This research was designed to address the need for a more cohesive approach to managing wildfire risk in the western United States. This involves multiple entities with diverse, often competing policies, incentives, and practices who are not well-incentivized to work together or take collective accountability for wildfire risk, despite the growing collective impact of wildfires. Two major disconnects in particular are that while federal land management agencies increasingly recognize the need for wildfire’s ecological role, most state and local entities are mandated to pursue full suppression strategies; and second, that even as entities managing wildfire risk seek to better coordinate their respective actions, they face administrative and policy limitations to sharing resources and responsibilities. As a result of these disconnects, there is a lack of strategies that can bridge mitigation treatments and suppression activities, and unify multiple agencies and organizations in implementing interconnected risk reduction at scale, which we characterize as a state of “parallel play.”

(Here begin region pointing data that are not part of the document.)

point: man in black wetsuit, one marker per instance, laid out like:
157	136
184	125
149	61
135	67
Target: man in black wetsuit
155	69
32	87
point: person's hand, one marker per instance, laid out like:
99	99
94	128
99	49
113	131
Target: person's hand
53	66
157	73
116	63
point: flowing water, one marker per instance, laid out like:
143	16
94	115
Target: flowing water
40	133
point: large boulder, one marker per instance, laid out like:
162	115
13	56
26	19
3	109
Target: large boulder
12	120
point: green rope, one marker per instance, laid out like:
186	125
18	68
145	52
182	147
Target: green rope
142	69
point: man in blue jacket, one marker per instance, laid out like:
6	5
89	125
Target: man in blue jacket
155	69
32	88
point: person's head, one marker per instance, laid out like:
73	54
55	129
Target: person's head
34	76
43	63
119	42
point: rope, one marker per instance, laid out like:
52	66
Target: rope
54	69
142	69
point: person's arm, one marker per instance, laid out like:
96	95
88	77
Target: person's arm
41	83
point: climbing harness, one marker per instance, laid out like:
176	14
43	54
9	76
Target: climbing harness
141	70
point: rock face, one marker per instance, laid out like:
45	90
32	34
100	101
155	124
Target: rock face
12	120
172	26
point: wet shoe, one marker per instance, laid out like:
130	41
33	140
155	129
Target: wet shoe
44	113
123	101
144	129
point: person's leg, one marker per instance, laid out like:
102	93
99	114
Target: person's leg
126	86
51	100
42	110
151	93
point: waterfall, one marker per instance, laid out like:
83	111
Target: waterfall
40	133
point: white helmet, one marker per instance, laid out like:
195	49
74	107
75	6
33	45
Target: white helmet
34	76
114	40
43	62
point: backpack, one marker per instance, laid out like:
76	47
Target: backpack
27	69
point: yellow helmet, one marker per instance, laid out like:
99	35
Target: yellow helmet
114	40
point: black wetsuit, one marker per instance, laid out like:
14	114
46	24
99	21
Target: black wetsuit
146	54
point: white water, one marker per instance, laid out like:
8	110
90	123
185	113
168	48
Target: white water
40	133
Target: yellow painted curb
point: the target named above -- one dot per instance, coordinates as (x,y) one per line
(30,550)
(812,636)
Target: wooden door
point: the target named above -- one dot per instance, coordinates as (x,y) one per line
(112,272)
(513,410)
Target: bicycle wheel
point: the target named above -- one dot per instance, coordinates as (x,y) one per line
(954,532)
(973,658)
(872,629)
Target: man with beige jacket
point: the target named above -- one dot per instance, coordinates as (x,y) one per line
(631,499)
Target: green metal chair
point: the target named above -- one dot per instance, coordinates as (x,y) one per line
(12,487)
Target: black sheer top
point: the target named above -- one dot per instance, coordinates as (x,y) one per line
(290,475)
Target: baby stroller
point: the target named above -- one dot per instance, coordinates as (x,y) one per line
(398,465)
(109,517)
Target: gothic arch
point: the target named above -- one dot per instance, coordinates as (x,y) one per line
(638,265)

Our central research question was: What factors can overcome organizational disconnects to foster co- management of firesheds in the U.S. West? Study objectives were to: 1. Characterize wildfire risk management at the fireshed scale. 2. Develop new knowledge of relationships between organizational structures/processes and values at risk. 3. Identify boundary spanning organizational attributes and causal factors 4. Inform more effective co-management with validated theories and actionable recommendations
We addressed these objectives through a primarily case study based approach of five purposively selected large landscapes (firesheds) in the U.S. West, which allowed for contextualized insights in specific settings as well as larger-scale theoretical generalizations about boundary spanning in wildfire risk reduction across forest and rangeland landscapes. A total of 93 interviews with 102 interviewees were conducted, and additional data for triangulation were gathered from documents, literature synthesis, and followup interviews. We found that collective action to reduce wildfire risk is challenged by multiple types of boundaries, as well as a fluidity of framings of wildfire risk across social domains and boundary objects, creating some disconnection between how risks are defined and their potential solutions. Multiple forms of boundary spanning actors, functions, and features are needed to overcome these boundaries and disconnects. Community-based and collaborative coalitions are key boundary spanning organizations that can unite actors across organizational boundaries. The practices of prescribed fire and managing wildfire for natural resource objectives help span the boundaries between the functional realms of mitigation and fire response. Our research suggests the need for further investment in boundary spanning actors and functions at local scales, coordinated with efforts to align risk paradigms in broader-level venues; and future applied social science that can continue to identify strategic boundary spanning approaches in varying contexts.